The building itself embodies the philosophy of the café: Real estate developer Lee Larkin worked to uphold the integrity of the late-1800s architectural details of the building while incorporating sustainable elements. Additionally, 90 percent of the building materials were reclaimed, recycled or repurposed, and all of the tabletops, booths and banquettes in the space were made from reclaimed wood and materials. The outdoor garden patio was designed to allow rain runoff to permeate the soil and naturally irrigate the surrounding greenery. Front Street Café may be the only spot in town where the pancakes are green, but the building is greener.

Dottie’s Donuts
4529 Springfield Avenue

Matt Quinn and Jeff Poleon met while slinging vegan pizzas together at Blackbird Pizza, and began to brainstorm what other kinds of vegan foods the city was missing. The answer seemed obvious. “Philadelphia has every other kind of vegan food, but not doughnuts!” says Poleon. “New York has Dun-Well, L.A. has Donut Friend, and we thought, ‘Why doesn’t Philly have a place like that?’” In March of 2014, they opened as a wholesale business, quickly amassed coffee shop accounts, and currently crank out up to 60 dozen doughnuts a day.

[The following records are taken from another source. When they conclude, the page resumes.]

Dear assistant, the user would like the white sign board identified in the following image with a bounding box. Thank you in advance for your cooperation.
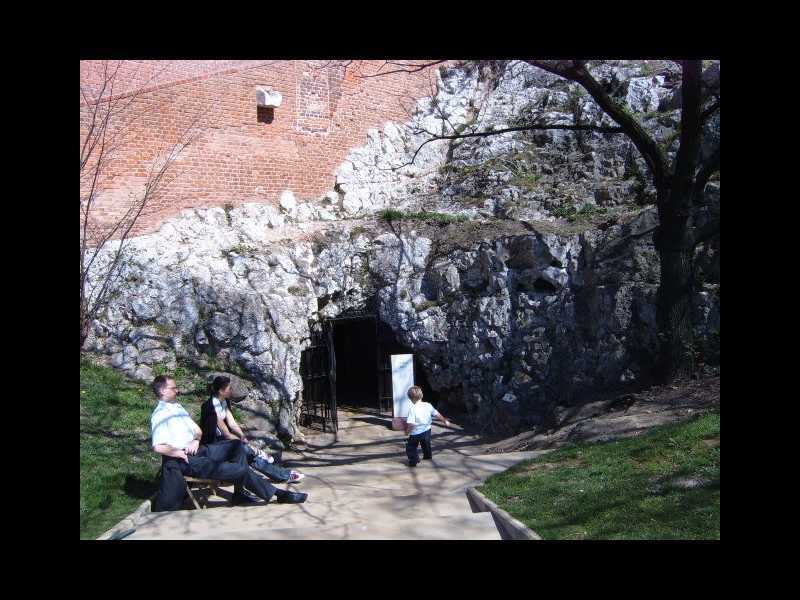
[392,354,414,429]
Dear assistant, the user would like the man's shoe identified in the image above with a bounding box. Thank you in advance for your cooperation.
[231,490,261,506]
[278,492,308,504]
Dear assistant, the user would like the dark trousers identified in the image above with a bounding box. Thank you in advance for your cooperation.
[406,429,432,465]
[245,444,292,483]
[153,440,277,512]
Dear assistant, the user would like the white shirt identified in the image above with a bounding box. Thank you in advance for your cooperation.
[150,400,195,448]
[211,398,228,437]
[406,400,439,435]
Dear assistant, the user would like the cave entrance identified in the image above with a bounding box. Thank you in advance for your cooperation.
[330,314,435,417]
[329,315,382,411]
[300,313,436,431]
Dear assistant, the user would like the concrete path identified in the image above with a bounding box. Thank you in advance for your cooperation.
[126,410,541,540]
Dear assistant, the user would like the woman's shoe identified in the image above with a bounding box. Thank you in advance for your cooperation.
[278,492,308,504]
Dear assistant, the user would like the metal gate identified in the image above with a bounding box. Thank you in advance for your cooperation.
[300,321,339,432]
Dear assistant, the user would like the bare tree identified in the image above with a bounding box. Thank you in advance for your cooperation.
[80,61,206,349]
[356,60,720,380]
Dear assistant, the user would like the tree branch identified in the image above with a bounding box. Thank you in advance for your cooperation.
[692,147,719,204]
[526,60,667,188]
[356,60,448,79]
[669,60,703,216]
[392,125,624,170]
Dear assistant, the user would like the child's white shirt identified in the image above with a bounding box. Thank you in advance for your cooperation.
[406,400,439,435]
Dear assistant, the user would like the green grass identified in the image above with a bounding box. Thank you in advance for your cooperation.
[478,411,720,540]
[378,208,469,225]
[81,358,205,539]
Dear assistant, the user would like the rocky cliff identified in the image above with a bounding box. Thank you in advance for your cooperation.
[87,61,719,435]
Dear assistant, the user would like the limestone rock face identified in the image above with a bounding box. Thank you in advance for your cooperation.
[87,61,719,437]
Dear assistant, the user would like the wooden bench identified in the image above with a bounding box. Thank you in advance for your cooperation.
[184,476,233,510]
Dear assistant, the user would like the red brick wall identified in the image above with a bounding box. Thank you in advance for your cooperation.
[81,61,437,233]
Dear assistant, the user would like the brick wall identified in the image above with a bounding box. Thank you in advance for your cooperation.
[81,61,437,233]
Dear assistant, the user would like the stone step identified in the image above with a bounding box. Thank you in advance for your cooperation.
[125,512,501,540]
[126,489,472,539]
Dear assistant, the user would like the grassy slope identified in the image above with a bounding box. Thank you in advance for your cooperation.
[479,411,720,539]
[81,359,203,539]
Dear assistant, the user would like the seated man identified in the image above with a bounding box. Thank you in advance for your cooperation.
[200,375,305,483]
[150,375,308,511]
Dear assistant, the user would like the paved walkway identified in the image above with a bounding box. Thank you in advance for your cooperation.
[126,410,541,540]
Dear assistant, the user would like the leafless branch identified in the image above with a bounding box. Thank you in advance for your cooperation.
[392,124,624,170]
[357,60,448,79]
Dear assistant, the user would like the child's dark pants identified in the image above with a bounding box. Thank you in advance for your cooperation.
[406,429,431,466]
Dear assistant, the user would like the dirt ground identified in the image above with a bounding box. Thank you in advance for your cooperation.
[486,376,720,453]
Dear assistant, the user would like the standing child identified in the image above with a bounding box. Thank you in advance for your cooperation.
[406,385,450,467]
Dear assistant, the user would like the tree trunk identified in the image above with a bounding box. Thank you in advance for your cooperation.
[656,204,694,382]
[81,298,91,352]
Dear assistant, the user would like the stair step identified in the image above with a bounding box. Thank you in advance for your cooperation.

Soon after the new year, Dottie’s will opena storefront in West Philly, adjacent to its commercial kitchen—part of a larger goal to become a small local chain. The space will hold 10 tables and sell uniquely flavored doughnuts (e.g. matcha pistachio and cherry-cola), bagels from neighbor Four Worlds Bakery, plus some new additions: jelly-filled doughnuts, apple fritters and fresh-made “dots” (doughnut holes) tossed in flavored sugars. On the coffee front, Elixr Coffee will be on drip and espresso, and single-origin pour overs from a rotating roster of local roasters will be available. The shop’s aesthetic is clean and modern, but Poleon assures there will be playful touches, too. “We’re not stuffy at all,” he says. “We still love the image of Homer Simpson eating his doughnuts.”  

Philly Style Bagels
1451 E. Columbia Avenue
phillystylebagels.com

After wowing crowds of early risers
at their Saturday pop-ups at Pizzeria Beddia, bagel-obsessed duo Collin Shapiro and Jonathon Zilber are on the verge of opening a brick-and-mortar location to call their own. A combination of loans and a successful Indiegogo campaign secured them the space (at the corner of Columbia and Sepviva, right on Palmer Park in Fishtown) and a righteous oven (the Montague Hearth Bake 25P-2, or as they call it, “our life force”). The small takeout-only joint will channel a classic bagel shop vibe. “We aren’t sandwich renegades,” says Shapiro. “We want to put all the excitement into the bagels themselves.”

Their signature Yards beer-boiled bagels will pair with familiar breakfast and lunch fillings—cream cheese, lox, eggs and bacon, and chicken salad—as well as vegan spreads, and locally sourced veggies. Coffee from Counter Culture will round out the menu, and they hope to soon add other carb-y delights, like babka and challah.